Project description:Dendritic cell (DC) maturation is a prerequisite for the induction of adaptive immune responses against pathogens and cancer. Transcription factor (TF) networks control differential aspects of early DC progenitor versus late stage DC cell fate decisions. Here, we identified the TF C/EBPβ as a key regulator for DC maturation and immunogenic functionality under homeostatic and lymphoma-transformed conditions.

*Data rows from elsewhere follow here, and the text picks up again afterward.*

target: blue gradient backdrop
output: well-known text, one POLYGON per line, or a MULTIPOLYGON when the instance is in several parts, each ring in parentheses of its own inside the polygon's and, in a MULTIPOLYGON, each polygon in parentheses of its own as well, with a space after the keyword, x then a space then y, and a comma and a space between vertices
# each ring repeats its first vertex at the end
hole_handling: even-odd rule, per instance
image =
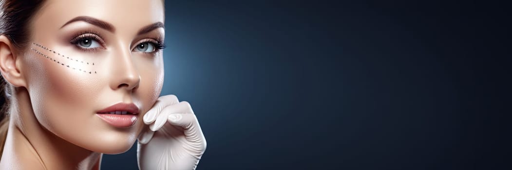
POLYGON ((165 3, 162 95, 197 115, 197 169, 510 169, 504 5, 165 3))

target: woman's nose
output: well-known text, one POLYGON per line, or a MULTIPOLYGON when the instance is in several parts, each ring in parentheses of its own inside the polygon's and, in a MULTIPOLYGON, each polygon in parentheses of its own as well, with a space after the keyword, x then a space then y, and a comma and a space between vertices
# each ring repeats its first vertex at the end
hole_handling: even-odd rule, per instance
POLYGON ((124 88, 132 91, 138 87, 140 82, 140 75, 133 63, 132 53, 128 51, 115 55, 113 56, 111 67, 113 74, 111 77, 114 80, 111 81, 111 88, 114 90, 124 88))

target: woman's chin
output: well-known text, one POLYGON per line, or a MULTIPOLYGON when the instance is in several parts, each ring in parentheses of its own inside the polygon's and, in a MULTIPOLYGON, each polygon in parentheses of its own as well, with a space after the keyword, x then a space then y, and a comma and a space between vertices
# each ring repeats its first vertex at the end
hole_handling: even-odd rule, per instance
POLYGON ((131 144, 129 143, 112 143, 109 144, 98 144, 95 147, 92 147, 89 150, 95 152, 101 153, 106 154, 119 154, 128 151, 132 148, 135 142, 132 142, 131 144))
POLYGON ((131 133, 126 134, 117 132, 114 134, 103 134, 100 136, 90 137, 89 139, 82 138, 78 140, 77 141, 80 141, 81 143, 75 143, 75 144, 95 152, 119 154, 124 153, 132 148, 137 140, 137 138, 133 136, 135 136, 135 134, 132 135, 131 133))

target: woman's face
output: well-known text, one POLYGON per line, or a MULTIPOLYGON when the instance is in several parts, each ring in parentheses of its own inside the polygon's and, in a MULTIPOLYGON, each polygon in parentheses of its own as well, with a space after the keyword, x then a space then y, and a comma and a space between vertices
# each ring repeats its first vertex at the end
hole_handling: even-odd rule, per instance
POLYGON ((46 2, 20 65, 39 123, 91 151, 129 150, 161 90, 163 22, 162 0, 46 2), (98 113, 120 103, 138 113, 98 113))

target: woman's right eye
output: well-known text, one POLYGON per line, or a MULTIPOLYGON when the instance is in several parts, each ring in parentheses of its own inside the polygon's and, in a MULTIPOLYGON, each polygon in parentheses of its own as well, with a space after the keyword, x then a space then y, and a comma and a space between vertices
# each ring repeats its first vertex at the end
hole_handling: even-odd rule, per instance
POLYGON ((76 42, 76 45, 83 48, 94 48, 101 47, 99 43, 91 38, 84 38, 76 42))

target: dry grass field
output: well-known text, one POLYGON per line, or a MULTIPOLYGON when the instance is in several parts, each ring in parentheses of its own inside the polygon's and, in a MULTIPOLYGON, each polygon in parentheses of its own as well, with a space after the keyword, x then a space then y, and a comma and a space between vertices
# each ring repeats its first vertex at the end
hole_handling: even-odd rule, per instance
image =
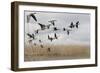
POLYGON ((45 61, 90 58, 90 47, 84 45, 25 46, 24 61, 45 61), (48 50, 48 47, 50 49, 48 50))

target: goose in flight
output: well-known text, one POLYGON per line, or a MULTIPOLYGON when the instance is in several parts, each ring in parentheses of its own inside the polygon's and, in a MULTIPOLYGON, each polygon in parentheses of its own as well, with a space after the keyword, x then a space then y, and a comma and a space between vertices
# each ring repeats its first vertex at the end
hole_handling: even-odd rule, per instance
POLYGON ((70 28, 74 28, 74 24, 73 24, 73 22, 71 22, 71 24, 70 24, 69 27, 70 27, 70 28))
POLYGON ((36 22, 37 22, 37 18, 35 16, 36 13, 31 13, 30 15, 27 15, 27 22, 29 22, 30 17, 32 17, 36 22))
POLYGON ((55 36, 55 39, 58 39, 58 37, 57 37, 57 34, 56 34, 56 33, 54 34, 54 36, 55 36))
POLYGON ((54 31, 60 30, 60 29, 58 29, 57 27, 54 27, 53 29, 54 29, 54 31))
POLYGON ((33 40, 35 39, 35 35, 34 35, 34 34, 29 34, 29 33, 27 33, 27 35, 28 35, 30 38, 32 38, 33 40))
POLYGON ((77 21, 76 22, 76 28, 78 28, 79 24, 80 24, 79 21, 77 21))
POLYGON ((48 21, 48 22, 50 22, 53 26, 55 26, 55 21, 56 20, 51 20, 51 21, 48 21))
POLYGON ((48 35, 48 39, 49 39, 51 42, 54 40, 54 38, 50 37, 49 35, 48 35))
POLYGON ((45 30, 46 28, 49 29, 50 28, 50 24, 49 25, 44 25, 44 24, 41 24, 41 23, 38 23, 41 27, 41 30, 45 30))

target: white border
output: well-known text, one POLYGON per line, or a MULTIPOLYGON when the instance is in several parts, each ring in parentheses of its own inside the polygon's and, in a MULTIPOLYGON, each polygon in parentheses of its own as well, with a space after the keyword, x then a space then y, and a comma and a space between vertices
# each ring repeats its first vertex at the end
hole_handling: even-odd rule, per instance
POLYGON ((19 68, 34 68, 62 65, 82 65, 95 64, 95 10, 93 9, 77 9, 77 8, 58 8, 58 7, 42 7, 42 6, 19 6, 19 68), (35 61, 24 62, 24 10, 30 11, 54 11, 54 12, 73 12, 73 13, 90 13, 91 14, 91 58, 79 60, 56 60, 56 61, 35 61))

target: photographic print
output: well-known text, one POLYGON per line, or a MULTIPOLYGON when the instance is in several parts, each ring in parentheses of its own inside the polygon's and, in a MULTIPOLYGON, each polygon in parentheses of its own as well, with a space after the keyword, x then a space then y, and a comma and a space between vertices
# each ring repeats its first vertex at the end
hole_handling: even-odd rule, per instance
POLYGON ((90 14, 24 11, 25 61, 90 58, 90 14))
POLYGON ((97 7, 11 3, 11 70, 97 66, 97 7))

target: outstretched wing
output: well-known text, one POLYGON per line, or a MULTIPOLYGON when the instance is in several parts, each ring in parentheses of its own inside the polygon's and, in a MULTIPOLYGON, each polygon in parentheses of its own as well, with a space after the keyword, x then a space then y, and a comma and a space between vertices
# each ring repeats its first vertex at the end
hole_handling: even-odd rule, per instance
POLYGON ((31 16, 35 21, 37 21, 36 16, 35 16, 34 14, 30 14, 30 16, 31 16))

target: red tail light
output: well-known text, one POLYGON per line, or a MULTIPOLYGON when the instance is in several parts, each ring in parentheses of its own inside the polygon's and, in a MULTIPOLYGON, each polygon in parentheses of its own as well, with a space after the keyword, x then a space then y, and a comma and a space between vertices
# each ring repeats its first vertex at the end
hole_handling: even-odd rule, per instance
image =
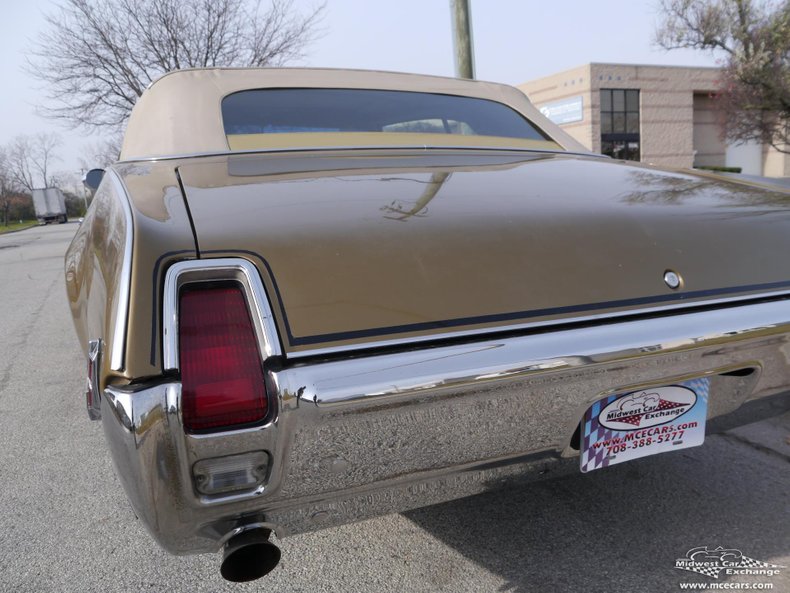
POLYGON ((184 427, 218 430, 263 420, 263 368, 241 289, 186 289, 178 317, 184 427))

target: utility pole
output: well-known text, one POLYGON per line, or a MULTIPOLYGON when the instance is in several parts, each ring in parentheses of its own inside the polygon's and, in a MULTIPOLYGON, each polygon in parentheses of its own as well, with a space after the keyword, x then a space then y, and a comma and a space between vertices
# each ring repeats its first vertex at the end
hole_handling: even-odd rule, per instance
POLYGON ((455 50, 455 75, 458 78, 475 77, 475 56, 472 49, 472 17, 469 0, 450 0, 453 20, 453 49, 455 50))

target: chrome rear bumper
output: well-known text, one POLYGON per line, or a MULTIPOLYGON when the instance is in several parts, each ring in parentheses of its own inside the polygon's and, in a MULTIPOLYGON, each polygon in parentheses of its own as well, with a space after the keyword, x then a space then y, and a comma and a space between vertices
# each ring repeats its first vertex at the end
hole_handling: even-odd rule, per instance
POLYGON ((785 391, 790 301, 268 366, 276 419, 216 435, 184 432, 177 382, 104 391, 118 474, 170 552, 216 551, 254 524, 283 537, 540 475, 578 454, 584 411, 614 392, 708 376, 714 418, 785 391), (197 492, 196 462, 260 450, 265 484, 197 492))

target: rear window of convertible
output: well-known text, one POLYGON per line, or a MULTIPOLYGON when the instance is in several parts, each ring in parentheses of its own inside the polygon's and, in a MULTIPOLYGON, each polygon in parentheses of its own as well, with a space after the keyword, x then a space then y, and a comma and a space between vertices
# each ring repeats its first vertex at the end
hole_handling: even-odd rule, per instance
MULTIPOLYGON (((401 133, 546 141, 507 105, 457 95, 366 89, 256 89, 222 100, 231 148, 265 134, 401 133)), ((265 143, 265 141, 263 142, 265 143)), ((256 143, 257 144, 257 143, 256 143)))

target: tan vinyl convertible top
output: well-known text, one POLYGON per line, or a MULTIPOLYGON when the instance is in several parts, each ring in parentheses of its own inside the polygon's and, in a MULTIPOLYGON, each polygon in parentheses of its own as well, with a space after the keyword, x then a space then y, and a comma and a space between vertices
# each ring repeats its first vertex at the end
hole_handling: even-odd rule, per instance
POLYGON ((148 87, 132 110, 120 158, 227 152, 221 113, 224 97, 245 89, 297 87, 405 90, 489 99, 520 112, 564 149, 588 152, 544 117, 524 93, 504 84, 366 70, 201 68, 165 74, 148 87))

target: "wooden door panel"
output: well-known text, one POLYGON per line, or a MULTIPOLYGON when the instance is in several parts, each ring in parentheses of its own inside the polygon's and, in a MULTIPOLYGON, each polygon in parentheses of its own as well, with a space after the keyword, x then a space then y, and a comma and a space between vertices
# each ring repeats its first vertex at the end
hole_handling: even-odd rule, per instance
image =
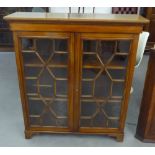
POLYGON ((85 36, 80 38, 79 129, 82 132, 96 132, 99 128, 100 132, 117 130, 126 100, 132 38, 104 34, 85 36))
POLYGON ((59 33, 23 34, 20 34, 21 61, 30 127, 71 131, 73 37, 59 33))

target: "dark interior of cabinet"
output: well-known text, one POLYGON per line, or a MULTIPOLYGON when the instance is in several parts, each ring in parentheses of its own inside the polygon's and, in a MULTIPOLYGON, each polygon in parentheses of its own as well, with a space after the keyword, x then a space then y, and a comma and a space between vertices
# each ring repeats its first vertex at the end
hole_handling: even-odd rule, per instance
MULTIPOLYGON (((130 40, 83 40, 80 127, 118 128, 130 40)), ((30 123, 68 126, 68 41, 22 39, 30 123)))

Gene expression profiles of splenic C/EBPβ-/- DCs showed a strong downregulation of E2F cell cycle target genes, whereas signatures of maturation were enriched. In accordance with E2F1 being a negative regulator of DC maturation, C/EBPβ-/- bone marrow-derived DCs matured much faster enabling them to strongly activate T cells. Conversely, the E2F transcriptional pathways were upregulated in lymphoma-exposed DCs and DC maturation was impaired. Pharmacological blockade of C/EBPβ/mTOR signaling in human DCs abrogated their pro-tumorigenic function in B-cell lymphoma co-cultures. Thus, C/EBPβ plays a unique role in DC maturation and functionality and emerges as a key factor of the microenvironment promoting lymphomagenesis.